Production of data sets should cover as many areas as possible from the actual operation of 6G networks (user mobility patterns, RAN/Transport/Core data traffic patterns, network failures or security attacks, computing usage patterns etc.) including real and synthetic data, or even appropriately adapted data from open free data sets.
Production of data sets and validation methodologies, contributing to 6G Human Centricity and Societal acceptance and in compliance with the rules of data legislation. Development of guidelines, for ethical considerations, and suggestions to regulatory frameworks are also desirable. Methods of accreditation of usage/compliance may also be considered to validate techniques of dataset production and dataset conformance.
Development of solutions that will address the need for robust and trustworthy AI/ML validating the “quality” datasets from different scenarios, which influences the outcomes of the AI systems, as well as the corresponding outcome of AI.

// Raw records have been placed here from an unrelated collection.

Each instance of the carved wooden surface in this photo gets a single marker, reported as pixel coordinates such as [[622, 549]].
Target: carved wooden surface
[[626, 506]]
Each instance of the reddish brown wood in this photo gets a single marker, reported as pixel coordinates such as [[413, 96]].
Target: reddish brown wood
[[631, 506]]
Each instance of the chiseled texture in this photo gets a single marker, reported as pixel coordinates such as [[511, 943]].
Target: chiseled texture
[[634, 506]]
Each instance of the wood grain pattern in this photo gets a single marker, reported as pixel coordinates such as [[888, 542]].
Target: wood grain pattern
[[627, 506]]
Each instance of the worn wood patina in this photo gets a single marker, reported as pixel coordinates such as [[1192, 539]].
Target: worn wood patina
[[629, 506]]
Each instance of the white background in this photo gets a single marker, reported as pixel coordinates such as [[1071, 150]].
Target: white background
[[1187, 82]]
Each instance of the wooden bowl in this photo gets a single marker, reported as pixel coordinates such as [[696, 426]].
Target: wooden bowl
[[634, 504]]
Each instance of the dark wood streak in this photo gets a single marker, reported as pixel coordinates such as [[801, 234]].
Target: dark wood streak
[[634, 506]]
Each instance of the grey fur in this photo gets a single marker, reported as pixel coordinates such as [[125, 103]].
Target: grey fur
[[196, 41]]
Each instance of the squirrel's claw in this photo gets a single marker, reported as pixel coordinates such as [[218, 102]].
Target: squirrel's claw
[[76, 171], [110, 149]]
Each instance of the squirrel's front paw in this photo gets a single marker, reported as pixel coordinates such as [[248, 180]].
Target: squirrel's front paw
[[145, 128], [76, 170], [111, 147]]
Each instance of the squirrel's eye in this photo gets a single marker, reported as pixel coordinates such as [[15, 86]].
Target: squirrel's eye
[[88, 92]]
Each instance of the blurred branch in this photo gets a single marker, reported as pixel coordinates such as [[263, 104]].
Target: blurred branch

Verification and validation of AI techniques over experimental platforms, additionally providing the associated datasets.
Applicants are expected to provide details on the type and availability of the datasets to be produced and curated by the project. This includes, but is not limited to, whether they will be based on existing or new datasets, project partner(s) in charge of producing them, whether they will be based on real-world measurements or synthetic ones, etc; as well as their complementarity, availability of datasets beyond consortium partners.